Interpretive Summary: Estimating the exposure of agriculture to climate variability and change can help us to understand the key vulnerability as well as improve the adaptive capacity which is important for increasing food production to feed the world’s increasing population. A number of indices are available in literature to estimate agricultural exposure to climate. However, no systematic methodology has been developed that will guide the user in selecting appropriate indices for particular applications. In this paper, we contrasted five conventional approaches to estimate exposure indices (EIs) for agriculture: single stressor – mean climate, single stressor – extreme climate, multiple stressor – mean climate, multiple stressor – extreme climate and combinations of the above approaches. A flowchart was developed to indicate the most relevant steps, processes and information that should be taken into account to estimate the exposure of agriculture to climate using an index based approach. To apply this method for estimating EIs, requires information on region of study, its agriculture, stressor(s), climate factor (CF), and the method of aggregation. The flowchart was applied to a case study in Kansas to better illustrate the five approaches to estimate EIs and the implications of the choices made in each step on the estimated exposure. Here, stressors refer to climate variables (e.g., temperature), variables estimated from climate variables (e.g., evapotranspiration) and natural hazards (e.g., landslides) that stress agriculture. Climate factors (CF) refers to estimated variables (e.g., drought) and statistics (e.g., change in rainfall) used to represent one or more stressors. The flowchart provides two options that guide EI estimation: (1) selecting the most appropriate stressor(s), associated CF(s), and aggregation methods when a detailed methodological analysis is possible, or (2) using a default method suggested in this study.

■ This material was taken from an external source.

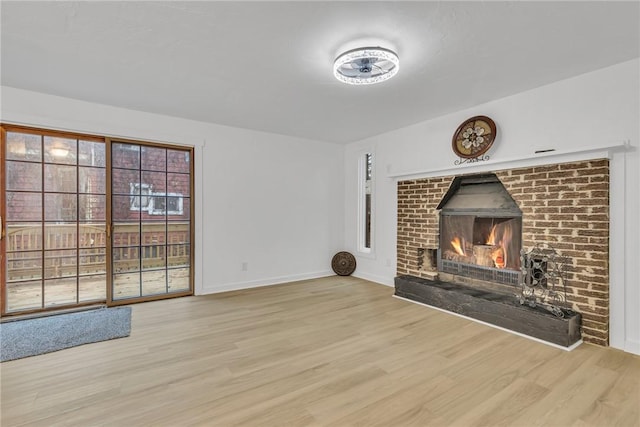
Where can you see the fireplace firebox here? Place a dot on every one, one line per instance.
(480, 231)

Technical Abstract: Estimating the exposure of agriculture to climate variability and change can help us to understand the key vulnerability as well as improve the adaptive capacity which is important for increasing food production to feed the world’s increasing population. A number of indices are available in literature to estimate agricultural exposure to climate. However, no systematic methodology has been developed that will guide the user in selecting appropriate indices for particular applications. In this paper, we contrasted five conventional approaches to estimate exposure indices (EIs) for agriculture: single stressor – mean climate, single stressor – extreme climate, multiple stressor – mean climate, multiple stressor – extreme climate and combinations of the above approaches. A flowchart was developed to indicate the most relevant steps, processes and information that should be taken into account to estimate the exposure of agriculture to climate using an index based approach. To apply this method for estimating EIs, requires information on region of study, its agriculture, stressor(s), climate factor (CF), and the method of aggregation. The flowchart was applied to a case study in Kansas to better illustrate the five approaches to estimate EIs and the implications of the choices made in each step on the estimated exposure. Here, stressors refer to climate variables (e.g., temperature), variables estimated from climate variables (e.g., evapotranspiration) and natural hazards (e.g., landslides) that stress agriculture. Climate factors (CF) refers to estimated variables (e.g., drought) and statistics (e.g., change in rainfall) used to represent one or more stressors. The flowchart provides two options that guide EI estimation: (1) selecting the most appropriate stressor(s), associated CF(s), and aggregation methods when a detailed methodological analysis is possible, or (2) using a default method suggested in this study.